Natasha also spoke about the importance of transparency and presenting data and metrics to understand and finance solutions to address problems: “The best way companies can understand the gravity of an issue is when they recognise the scale of it, analysing metrics and data, in order to make better informed business decisions.
“However, not all data is captured and available to influence decision making, as we have seen with missing-data on girls and women. They’re hidden impact.”
At the panel, Natasha also announced the launch of the SDGs Impact Summit in India in November 2019 with India’s largest media conglomerate, Times of India Group. The SDGS Impact Summit is a global platform inviting 500+ global delegates across government, media, talent, civil society, NGOs and corporates to spotlight the Global South and international rule breakers, problem solvers, storytellers, thought shapers, global leaders and renegades with a cause who are committed to achieving the SDGs.
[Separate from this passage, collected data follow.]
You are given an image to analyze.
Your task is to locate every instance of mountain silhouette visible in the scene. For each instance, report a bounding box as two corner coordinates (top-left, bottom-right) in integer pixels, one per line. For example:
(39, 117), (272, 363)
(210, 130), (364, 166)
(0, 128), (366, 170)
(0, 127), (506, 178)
The summit will encourage people everywhere to raise their voices, help build awareness of the SDGs, and hold their government leaders accountable for progress. The Summit supports a wider ten-year strategy commencing in 2020 to activate activations across multiple sectors to support India in achieving its SDGs targets by 2030.
Having spearheaded several social impact projects globally, Natasha explains why India has an important role to play in the larger, global SDGs success story: “India has one seventh of the world’s population. In order for the world to achieve its SDGs targets, India must also achieve its own. The ambition with the SDGs Impact Summit and the ten-year strategy is to create a collaborative and sustained movement of action towards accelerating the SDGs success. Rooting the Summit in the Global South, where countries such as India can be a part of the decision making process and solutions, is vitally important. My ambition is to be a part of India’s success story where it becomes the benchmark country in achieving the SDGs by 2030.”